Alan Alda, of MASH fame, was in town. He was here for the World Science Festival (#WSFBrisbane), a program to bring science and scientists to the people. A great initiative, and one that he is obviously very passionate about. We attended a play reading that he had written, called 'Dear Albert'. It was a fascinating insight into a scientist I've never paid much attention to. Sure, Einstein's theories have had life-changing impacts, but I don't understand them; I've never needed to understand them; so I've never really taken an interest in Albert, the man—the rather flawed and very human man.

After the play, we were told (Daniel coerced the usher) that we might be able to meet Alan Alda at the stage door. When we got to the stage door foyer, he was sitting with Brian Greene, a scientist. (Prof Greene is another scientist I don't understand. Eleven dimensions! I'm not sure that the fourth isn't just a man-made construct.) I'm sure they were having a quiet chat and enjoying being away from the crowds. There was no-one else there! Thank you, Brisbane, for being too polite to barge in. I know we weren't the only fans in town.

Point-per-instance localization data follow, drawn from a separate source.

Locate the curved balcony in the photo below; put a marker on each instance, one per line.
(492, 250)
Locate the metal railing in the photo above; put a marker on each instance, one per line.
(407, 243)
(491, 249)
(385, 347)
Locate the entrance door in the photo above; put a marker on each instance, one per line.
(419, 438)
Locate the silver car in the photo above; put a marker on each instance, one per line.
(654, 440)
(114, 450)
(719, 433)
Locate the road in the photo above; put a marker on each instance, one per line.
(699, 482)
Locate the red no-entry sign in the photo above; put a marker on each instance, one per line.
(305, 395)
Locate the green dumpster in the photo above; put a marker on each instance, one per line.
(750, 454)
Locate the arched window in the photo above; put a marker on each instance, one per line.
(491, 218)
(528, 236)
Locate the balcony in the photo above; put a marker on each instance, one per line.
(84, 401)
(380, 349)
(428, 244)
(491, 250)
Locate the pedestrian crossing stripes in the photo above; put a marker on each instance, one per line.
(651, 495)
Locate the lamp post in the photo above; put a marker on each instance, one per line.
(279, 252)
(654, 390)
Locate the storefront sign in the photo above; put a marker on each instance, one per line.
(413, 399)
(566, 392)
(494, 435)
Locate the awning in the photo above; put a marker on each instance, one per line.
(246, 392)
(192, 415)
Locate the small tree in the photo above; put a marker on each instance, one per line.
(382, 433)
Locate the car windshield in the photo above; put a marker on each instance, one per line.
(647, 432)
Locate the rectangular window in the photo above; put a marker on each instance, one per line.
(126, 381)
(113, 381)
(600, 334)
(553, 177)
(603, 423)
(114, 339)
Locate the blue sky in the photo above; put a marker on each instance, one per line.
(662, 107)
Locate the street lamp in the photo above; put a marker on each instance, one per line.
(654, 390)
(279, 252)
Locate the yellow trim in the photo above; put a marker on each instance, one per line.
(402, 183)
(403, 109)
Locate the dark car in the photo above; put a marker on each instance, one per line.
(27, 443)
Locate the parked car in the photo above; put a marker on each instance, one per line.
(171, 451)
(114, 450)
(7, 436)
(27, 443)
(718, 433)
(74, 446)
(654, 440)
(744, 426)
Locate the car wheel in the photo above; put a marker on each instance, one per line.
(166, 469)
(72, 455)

For about five minutes we chatted, he graciously signed our MASH DVD box and one of his autobiographies, and then we left. What did we chat about? I can't tell you.  What I can tell you is that it was probably not articulate or intelligent. It represented neither my abilities nor personality. I remember aiming for 'polite' when I asked for his autograph. I suspect I may have missed the mark and hit sycophantic. He would never have guessed that I spent five years as a professional communicator, that I have a science degree, or that I have a Masters in wordsmithing. So many intelligent things I could have said, but didn't.

I've always held that all people, are not just created equal, but are equal, regardless of their current 'status', simply by virtue of them being people. I have high regard for many individuals, but never felt that anyone warranted special attention based simply on their celebrity status. But meeting Alan Alda was not a literary, but a literal, adrenalin rush—I was shaking when we walked away. Ridiculous! I met a man, I shook his hand, I uttered a few idiotic phrases, and I felt like a giddy teenager.

On a more logical level, I have an even higher regard for the man than I did before the WSF. I listened to his speech to the National Press Club after meeting him. For nearly six years, I tried (often in vain) to teach scientists how to 'write good'; how to communicate scientific principles and findings with integrity, but in a way that Joe Public could understand and relate to what they had to say. It often felt like an uphill battle, and I was just working with a small group of specialists in one company. I am thrilled to know there is a whole university school that teaches them before they hit the real world. This week I have purposefully avoided watching MASH. It feels almost like a betrayal to all that Alan Alda has achieved in the past 30 years to relegate him back to 'merely' being Hawkeye. (I'm sure I'll get over it.)

Logic aside, my brush with fandom has bemused me.  There are no benefits, short-term or long-term, to meeting Alan Alda, but a week later, the memory still brings a smile to my face, and I have an understanding of why we call it 'star struck'.